The department should provide a reminder to staff about the importance of promptly notifying OPS of incidents involving resident safety.

To provide adequate guidance to OPS personnel, the department and OPS should place a high priority on completing and implementing the planned updates to the OPS policy and procedure manual.

To help ensure the quality of OPS investigations, the department should revise its OPS training policy to require its law enforcement personnel to annually attend specialized trainings that address their specific needs. At least initially, the department should focus the additional trainings on communicating with residents, writing effective investigative reports, and collecting investigative evidence.

After the department has implemented a formal OPS recruiting program, if it can demonstrate that it is still unable to fill its vacant OPS positions, the department should evaluate how it can reduce some of the compensation disparity between OPS and the local law enforcement agencies with which it competes for qualified personnel.

To minimize the need for overtime, the department should reassess its minimum staffing requirements, hire a sufficient number of employees to cover those requirements, and examine its employee scheduling processes.
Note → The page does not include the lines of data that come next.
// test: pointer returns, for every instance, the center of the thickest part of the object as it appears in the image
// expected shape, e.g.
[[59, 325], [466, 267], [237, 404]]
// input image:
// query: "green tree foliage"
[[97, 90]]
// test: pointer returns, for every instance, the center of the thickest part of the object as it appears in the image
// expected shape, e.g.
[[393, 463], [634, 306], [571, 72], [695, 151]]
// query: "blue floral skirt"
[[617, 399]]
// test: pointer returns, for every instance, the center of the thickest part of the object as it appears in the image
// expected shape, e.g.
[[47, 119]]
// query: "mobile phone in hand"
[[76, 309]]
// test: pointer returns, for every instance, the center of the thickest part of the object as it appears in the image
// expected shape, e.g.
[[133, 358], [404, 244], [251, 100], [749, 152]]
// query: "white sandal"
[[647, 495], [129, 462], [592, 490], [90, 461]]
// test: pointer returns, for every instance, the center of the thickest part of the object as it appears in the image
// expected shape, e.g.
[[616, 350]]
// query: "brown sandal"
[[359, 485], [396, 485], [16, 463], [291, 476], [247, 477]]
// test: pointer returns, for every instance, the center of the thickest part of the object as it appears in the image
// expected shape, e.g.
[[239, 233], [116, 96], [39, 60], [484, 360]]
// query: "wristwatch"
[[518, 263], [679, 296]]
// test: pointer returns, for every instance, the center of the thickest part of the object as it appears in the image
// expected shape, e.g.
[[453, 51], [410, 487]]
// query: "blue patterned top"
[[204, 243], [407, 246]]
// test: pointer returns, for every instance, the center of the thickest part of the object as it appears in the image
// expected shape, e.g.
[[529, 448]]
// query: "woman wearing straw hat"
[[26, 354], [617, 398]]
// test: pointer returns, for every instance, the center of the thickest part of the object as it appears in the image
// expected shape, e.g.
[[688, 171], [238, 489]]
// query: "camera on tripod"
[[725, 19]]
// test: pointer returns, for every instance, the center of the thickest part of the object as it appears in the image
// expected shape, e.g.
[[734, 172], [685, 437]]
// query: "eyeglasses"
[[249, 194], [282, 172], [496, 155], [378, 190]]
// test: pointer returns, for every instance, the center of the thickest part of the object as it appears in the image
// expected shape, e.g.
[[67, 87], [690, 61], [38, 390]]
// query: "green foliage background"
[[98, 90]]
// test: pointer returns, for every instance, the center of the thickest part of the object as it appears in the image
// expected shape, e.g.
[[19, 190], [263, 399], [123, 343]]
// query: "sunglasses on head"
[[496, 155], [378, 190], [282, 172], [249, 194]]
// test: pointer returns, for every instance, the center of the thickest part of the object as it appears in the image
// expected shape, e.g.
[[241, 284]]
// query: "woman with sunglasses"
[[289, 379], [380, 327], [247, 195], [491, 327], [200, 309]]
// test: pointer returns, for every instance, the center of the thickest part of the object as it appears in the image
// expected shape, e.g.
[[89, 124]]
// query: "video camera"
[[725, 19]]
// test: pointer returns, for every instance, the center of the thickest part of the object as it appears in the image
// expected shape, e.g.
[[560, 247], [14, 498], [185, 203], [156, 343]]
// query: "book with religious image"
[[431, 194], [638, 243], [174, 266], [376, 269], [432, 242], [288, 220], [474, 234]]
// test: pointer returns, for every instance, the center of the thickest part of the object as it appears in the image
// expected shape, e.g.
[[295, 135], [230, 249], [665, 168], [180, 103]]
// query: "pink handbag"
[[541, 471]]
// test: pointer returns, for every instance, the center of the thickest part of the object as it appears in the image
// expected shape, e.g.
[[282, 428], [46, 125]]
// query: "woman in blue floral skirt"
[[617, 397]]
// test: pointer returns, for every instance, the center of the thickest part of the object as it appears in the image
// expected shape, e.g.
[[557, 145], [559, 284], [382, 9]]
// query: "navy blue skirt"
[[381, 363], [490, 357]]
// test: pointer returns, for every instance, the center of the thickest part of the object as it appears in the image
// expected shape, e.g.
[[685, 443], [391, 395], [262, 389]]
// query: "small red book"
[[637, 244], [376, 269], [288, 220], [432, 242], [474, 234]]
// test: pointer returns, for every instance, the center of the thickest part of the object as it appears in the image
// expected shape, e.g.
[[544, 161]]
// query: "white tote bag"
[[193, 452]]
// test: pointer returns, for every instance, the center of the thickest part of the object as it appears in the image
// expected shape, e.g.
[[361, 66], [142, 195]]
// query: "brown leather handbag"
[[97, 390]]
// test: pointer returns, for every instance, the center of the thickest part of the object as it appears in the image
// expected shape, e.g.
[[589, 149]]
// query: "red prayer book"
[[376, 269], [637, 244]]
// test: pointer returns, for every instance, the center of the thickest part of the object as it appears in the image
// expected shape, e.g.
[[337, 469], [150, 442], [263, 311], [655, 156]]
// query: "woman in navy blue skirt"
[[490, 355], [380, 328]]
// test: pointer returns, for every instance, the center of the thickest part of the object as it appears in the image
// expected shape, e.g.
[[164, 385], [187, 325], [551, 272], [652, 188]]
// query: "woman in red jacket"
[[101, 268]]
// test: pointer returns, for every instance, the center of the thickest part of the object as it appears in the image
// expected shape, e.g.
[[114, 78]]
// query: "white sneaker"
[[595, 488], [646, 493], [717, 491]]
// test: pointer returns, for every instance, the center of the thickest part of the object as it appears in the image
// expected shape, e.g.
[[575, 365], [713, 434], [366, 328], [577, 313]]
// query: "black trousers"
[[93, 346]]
To improve its enforcement, each year Public Health should evaluate the effectiveness of its enforcement system across all types of health facilities, including those in developmental centers, and prepare the required annual report to the Legislature.


The department concurred with our findings and recommendations and supports the recommendations to strengthen areas that further increase protections and reduce risk to developmental center residents. The department stated that many of the recommendations have already been implemented or are underway. Public Health agreed with all but one of our recommendations and indicated that it is in the process of implementing them. Public Health disagrees with our recommendation that it should develop and implement target time frames for investigation priority levels that lack them because it believes its current process is sufficient to assign and monitor timeliness.